The Government confirmation on Monday that it was going ahead with the brightline test to cfrack down on property speculation has also been watered down by decisions taken to exempt New Zealand residents from providing their IRD numbers when buying or selling a house.
It has already been established that the Cabinet ignored the advice of the Ministers of Revenue and Land Information and their departments and decided to exempt New Zealand residents from having to provide their Inland Revenue Numbers on house sales.
The move is part of package of measures announced in the Budget designed to cool the Auckland housing market.
Not only did the Ministers, Todd McClay and Louise Upston, oppose the move but also the accounting firm EY who told a Select Committee it would simply open up loopholes.
Now in other documents released by Treasury under the Official Information Act it is clear IRD wanted New Zealanders also to have to provide the numbers so the department could better crack down on property speculation and landlords dodging tax on rental income.
Treasury supported that proposal.
“This policy would make it easier to track down information on those buying and selling property to enable tax to be collected more easily on taxable gains and rental income,” notes prepared for Mr McClay to use at Cabinet before the policy was announced said.

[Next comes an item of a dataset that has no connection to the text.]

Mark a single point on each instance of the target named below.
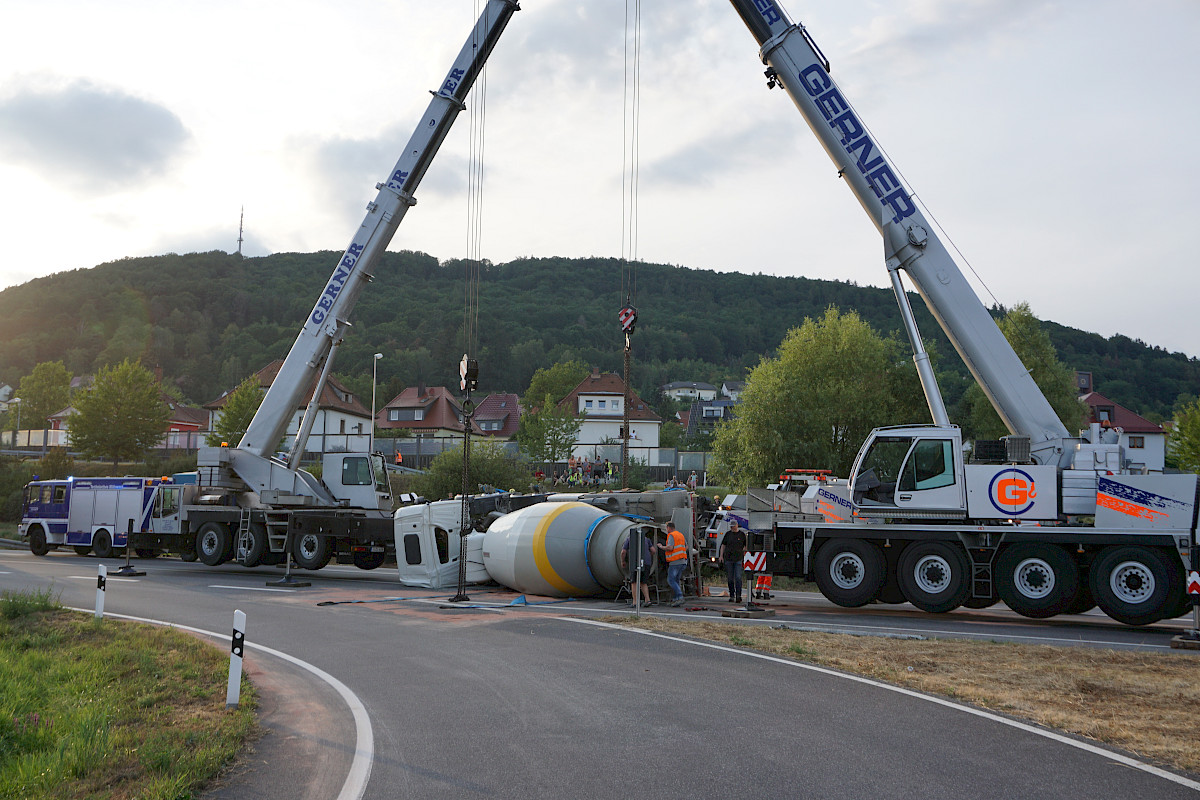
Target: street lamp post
(375, 365)
(16, 433)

Inland Revenue said having both New Zealand residents and foreigners provide the IRD numbers would help IRD identify properties where rental income should be expected to be returned and identify situations where the money used to purchase a property “does not have clear provenance, for example where there is not sufficient declared income to support the purchase.”
Inland Revenue said that if this was done it was likely to have an imapct on the hosue market in Auckland by restraining demand.
And in his final Cabinet paper on May 18 Mr McClay was even more explicit.
“The primary purpose of this legislation is to ensure compliance with property tax obligations,” he said.
“I have discussed with this with my colleagues and they agree that offering New Zealand residents the option of not providing an IRD nuymber would create a loophole that could be exploited by property investors seeking to avoid scrutiny of their activities.
“Given this I have instructed that the Bill does not include an opt out provision for New Zealand residnets.”
But some time after the Budget, someone – presumably a senior member of the Cabinet – over ruled the relatively junior Ministers McClay and Upston and exempted New Zealand residents from having to provide the IRD numbers.
The Cabinet also rejected an initial proposal that the “Brightline” test, which would impose a “back door capital gains tax” on properties purchased and sold within three years have any profit taxed at the seller’s marginal income tax rate.
That was reduced to two years though officials supported that reduction.
There were additional problems with the requirement that overseas residents have a New Zealand bank account before they could get an IRD number.
“We are considering reforms in the area of internet commerce to encourage overseas providers of services over the internet such as Netflix to register for GST so providing their services to New Zealanders will be subject to GST,” Mr McClay said in a pre-budget Cabinet paper.
“Treasury considers that it is not advisable to add additional hurdles to discourage such non residents from obtaining IRD numbers.”
It is clear from all the papers that Treasury have now released that the Budget housing package was watered down largely by Cabinet but also partly by pressure from some officials.
Cabinet’s motivation may have been simply political with figures produced on Monday by the Reserve Bank showing that 40% of recent house purchases in Auckland were to property investors.
That group forms an important part of National’s vote.